The next step, unfortunately, will involve you then testing against the ranges. Possibly the data here will be of assistance: http://cldr.unicode.org/index/downloads
The only way I know of is unfortunately to get the Unicode code point with ord()
and then use your own table (by using http://en.wikipedia.org/wiki/Unicode#Standardized_subsets and more). A preliminary conversion to some normal form may be in order, so as to handle the fact that a single "written" character can be expressed with different sequences of code points (the unicodedata module helps, here).
I was hoping someone's done it before, but apparently not, so here's what I've ended up with. The module below (I call it unicodedata2
) extends unicodedata
and provides script_cat(chr)
which returns a tuple (Script name, Category) for a unicode char. Example:
# coding=utf8
import unicodedata2
print unicodedata2.script_cat(u'Ф') #('Cyrillic', 'L')

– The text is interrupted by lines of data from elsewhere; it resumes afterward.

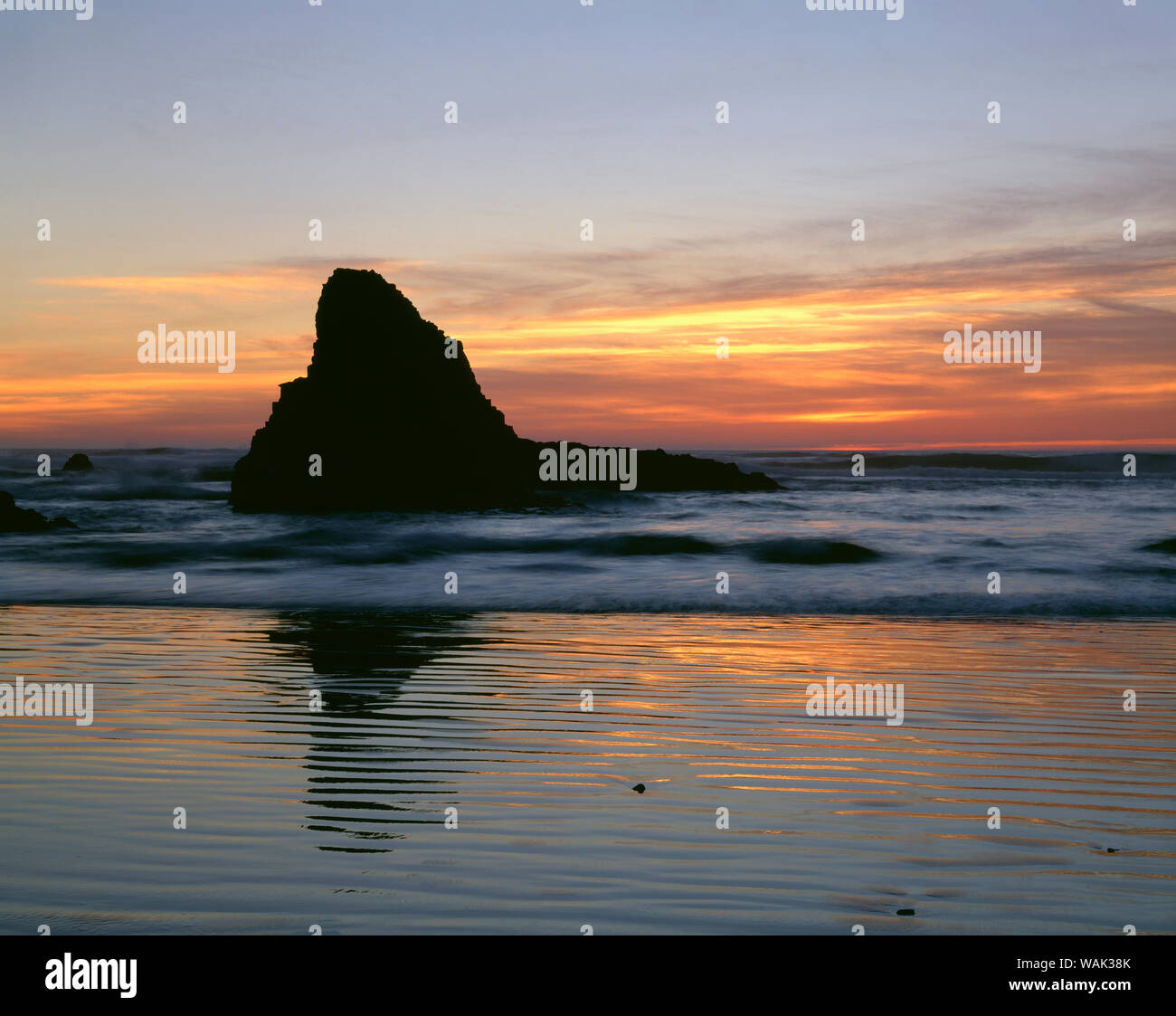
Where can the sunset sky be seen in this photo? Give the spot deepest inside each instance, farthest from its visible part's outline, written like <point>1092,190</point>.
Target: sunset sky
<point>701,230</point>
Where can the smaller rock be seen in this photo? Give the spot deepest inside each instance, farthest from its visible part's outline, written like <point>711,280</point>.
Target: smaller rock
<point>77,461</point>
<point>26,520</point>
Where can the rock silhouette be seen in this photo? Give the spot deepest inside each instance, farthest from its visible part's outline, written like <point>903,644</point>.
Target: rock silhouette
<point>26,520</point>
<point>78,461</point>
<point>401,424</point>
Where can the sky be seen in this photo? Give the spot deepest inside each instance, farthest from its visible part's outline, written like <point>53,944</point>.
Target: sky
<point>700,230</point>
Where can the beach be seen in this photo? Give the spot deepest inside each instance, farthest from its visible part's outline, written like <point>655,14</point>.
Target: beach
<point>297,817</point>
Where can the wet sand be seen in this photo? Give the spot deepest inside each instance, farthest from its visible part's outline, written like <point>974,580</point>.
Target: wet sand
<point>337,817</point>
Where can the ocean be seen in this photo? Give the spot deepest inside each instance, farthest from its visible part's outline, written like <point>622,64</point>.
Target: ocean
<point>316,736</point>
<point>917,536</point>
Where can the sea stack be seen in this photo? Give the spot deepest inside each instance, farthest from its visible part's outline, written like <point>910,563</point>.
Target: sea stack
<point>78,462</point>
<point>26,520</point>
<point>391,416</point>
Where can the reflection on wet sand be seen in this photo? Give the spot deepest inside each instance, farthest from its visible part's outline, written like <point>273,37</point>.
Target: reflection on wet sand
<point>337,816</point>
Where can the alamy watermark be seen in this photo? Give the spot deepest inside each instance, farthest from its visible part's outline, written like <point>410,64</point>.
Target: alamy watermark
<point>996,347</point>
<point>857,700</point>
<point>83,10</point>
<point>893,7</point>
<point>579,465</point>
<point>192,347</point>
<point>48,700</point>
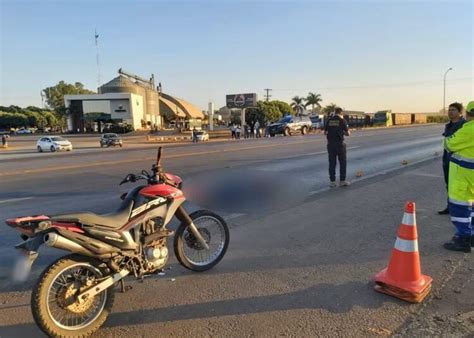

print unicodedata2.script_cat(u'の') #('Hiragana', 'Lo')
print unicodedata2.script_cat(u'★') #('Common', 'So')
The module: https://gist.github.com/2204527
It seems to me that the Python unicodedata module contains tools for accessing the main file in the Unicode database but nothing for the other files: “The data in this database is based on the UnicodeData.txt file”
The script information is in the Scripts.txt file. It is of relatively simple format (described in UAX #44) and not horribly large (131 kilobytes), so you might consider parsing it in your program. Note that in the Unicode classification, there’s the “Common” script that contains characters used in different scripts, like punctuation marks.